Do reconhecimento das limitações de ambos os modelos surge um terceiro modelo, designado por modelo biopsicossocial que nasce das críticas ao modelo social, como resposta para melhorar as condições de vida das pessoas com deficiência. Do coro de críticas, emerge a reconceptualização da deficiência como forma de opressão, por “não considerar as experiências de dor, sofrimento e privação que podem estar associadas à condição física da pessoa com deficiência” (Portugal, 2011, p. 28). Implícita nesta crítica observa-se a necessidade de afirmar que a experiência de dor é objetiva e não apenas uma construção social.
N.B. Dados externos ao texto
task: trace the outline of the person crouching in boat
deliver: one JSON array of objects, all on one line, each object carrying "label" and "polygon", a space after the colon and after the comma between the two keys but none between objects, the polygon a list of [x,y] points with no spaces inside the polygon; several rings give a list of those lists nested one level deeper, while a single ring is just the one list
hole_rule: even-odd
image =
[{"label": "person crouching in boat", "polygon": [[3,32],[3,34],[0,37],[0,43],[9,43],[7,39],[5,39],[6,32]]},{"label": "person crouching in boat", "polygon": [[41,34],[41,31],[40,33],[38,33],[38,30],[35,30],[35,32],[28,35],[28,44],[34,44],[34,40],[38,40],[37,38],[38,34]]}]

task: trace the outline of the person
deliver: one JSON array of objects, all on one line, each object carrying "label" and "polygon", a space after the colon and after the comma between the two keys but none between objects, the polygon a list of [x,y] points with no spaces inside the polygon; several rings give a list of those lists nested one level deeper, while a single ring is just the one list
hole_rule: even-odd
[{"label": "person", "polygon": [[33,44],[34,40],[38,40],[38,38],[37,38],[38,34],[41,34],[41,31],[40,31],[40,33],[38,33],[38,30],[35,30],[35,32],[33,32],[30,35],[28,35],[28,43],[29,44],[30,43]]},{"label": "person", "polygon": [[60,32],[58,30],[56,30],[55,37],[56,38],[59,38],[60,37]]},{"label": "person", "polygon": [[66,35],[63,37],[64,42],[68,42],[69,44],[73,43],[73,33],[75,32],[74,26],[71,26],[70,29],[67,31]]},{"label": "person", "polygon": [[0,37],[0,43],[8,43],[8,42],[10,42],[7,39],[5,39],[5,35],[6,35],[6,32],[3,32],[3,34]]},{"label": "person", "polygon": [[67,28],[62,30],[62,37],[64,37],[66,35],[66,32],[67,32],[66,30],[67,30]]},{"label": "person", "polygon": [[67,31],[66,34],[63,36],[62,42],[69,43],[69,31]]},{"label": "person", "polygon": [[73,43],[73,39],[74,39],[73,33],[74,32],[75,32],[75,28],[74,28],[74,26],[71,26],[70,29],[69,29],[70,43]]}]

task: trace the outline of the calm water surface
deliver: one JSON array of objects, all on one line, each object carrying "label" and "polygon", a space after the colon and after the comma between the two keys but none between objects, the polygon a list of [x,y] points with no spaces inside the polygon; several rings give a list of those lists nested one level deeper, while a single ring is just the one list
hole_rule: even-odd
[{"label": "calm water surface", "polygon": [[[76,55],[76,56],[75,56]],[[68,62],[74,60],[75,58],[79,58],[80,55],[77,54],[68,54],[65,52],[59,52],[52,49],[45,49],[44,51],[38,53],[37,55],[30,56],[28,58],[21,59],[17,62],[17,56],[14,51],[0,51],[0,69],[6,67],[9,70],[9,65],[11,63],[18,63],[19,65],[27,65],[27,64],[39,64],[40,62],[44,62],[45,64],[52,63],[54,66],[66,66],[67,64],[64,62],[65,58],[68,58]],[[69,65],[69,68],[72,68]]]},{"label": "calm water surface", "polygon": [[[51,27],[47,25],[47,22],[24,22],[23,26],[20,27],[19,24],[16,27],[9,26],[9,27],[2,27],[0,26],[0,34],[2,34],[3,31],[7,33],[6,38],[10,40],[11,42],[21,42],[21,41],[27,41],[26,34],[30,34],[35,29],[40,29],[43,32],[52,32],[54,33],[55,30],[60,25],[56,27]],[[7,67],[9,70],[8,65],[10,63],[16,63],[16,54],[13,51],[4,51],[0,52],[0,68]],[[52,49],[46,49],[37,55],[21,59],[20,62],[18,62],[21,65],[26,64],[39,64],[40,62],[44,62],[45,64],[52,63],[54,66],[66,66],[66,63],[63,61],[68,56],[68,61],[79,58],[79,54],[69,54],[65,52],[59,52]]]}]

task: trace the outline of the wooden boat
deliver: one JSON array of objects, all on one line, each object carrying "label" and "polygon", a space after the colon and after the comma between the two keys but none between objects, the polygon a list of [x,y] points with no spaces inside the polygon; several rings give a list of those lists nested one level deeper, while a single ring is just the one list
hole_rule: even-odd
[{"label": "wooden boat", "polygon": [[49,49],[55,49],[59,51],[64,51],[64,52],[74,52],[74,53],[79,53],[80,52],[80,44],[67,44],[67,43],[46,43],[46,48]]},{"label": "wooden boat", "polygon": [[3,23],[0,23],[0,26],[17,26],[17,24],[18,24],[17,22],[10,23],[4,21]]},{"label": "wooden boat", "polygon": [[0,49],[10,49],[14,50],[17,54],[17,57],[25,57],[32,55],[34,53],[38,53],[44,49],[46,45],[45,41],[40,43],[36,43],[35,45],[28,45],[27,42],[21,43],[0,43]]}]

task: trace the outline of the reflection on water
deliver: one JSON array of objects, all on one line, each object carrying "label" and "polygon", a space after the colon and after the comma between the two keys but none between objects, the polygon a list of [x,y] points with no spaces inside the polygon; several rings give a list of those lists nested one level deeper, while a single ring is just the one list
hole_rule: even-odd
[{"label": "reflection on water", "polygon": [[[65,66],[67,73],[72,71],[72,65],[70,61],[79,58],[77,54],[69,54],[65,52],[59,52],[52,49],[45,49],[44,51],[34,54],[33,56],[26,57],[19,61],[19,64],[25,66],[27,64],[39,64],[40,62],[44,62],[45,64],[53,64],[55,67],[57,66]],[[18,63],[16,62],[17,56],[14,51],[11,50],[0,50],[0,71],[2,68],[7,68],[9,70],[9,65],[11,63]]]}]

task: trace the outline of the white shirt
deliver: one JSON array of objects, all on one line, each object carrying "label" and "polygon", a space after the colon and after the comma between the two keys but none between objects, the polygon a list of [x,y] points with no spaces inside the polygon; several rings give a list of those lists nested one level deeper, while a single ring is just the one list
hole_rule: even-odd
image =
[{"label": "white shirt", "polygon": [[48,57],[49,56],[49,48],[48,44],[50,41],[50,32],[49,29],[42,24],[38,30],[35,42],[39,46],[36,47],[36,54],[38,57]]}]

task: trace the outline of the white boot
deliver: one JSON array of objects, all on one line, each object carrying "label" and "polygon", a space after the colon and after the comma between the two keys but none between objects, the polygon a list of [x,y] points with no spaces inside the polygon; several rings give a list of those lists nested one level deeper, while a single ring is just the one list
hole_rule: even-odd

Engel (cit. in CRPG/ISCTE, 2007) identifica este modelo como uma abordagem sistémica e interdisciplinar de interpretação do funcionamento humano, composto pela interação complexa entre múltiplos fatores: orgânicos, psicológicos e sociais. Para responder a esta nova perspetiva, a Organização Mundial de Saúde (OMS) propôs a Classificação Internacional de Funcionalidade, Incapacidade e Saúde (CIF) que defende corresponder a uma síntese entre o modelo médico e o modelo social, consubstanciada numa abordagem biopsicossocial capaz de oferecer “uma visão coerente das diferentes perspetivas de saúde: biológica, individual e social” (OMS, 2004, p. 22). De acordo com esta visão, a noção de deficiência assenta em três visões estruturantes: i) funcionamento do corpo, nomeadamente das funções fisiológicas e psicológicas, e da estrutura, que se refere às partes anatómicas; ii) atividades e participação; e iii) fatores ambientais que podem limitar a participação

(OMS, 2004). No ponto 1.1.2. será desenvolvida, mais em detalhe, o papel da Classificação Internacional de Funcionalidade, Incapacidade e Saúde (CIF) e o seu contributo para a classificação da DI.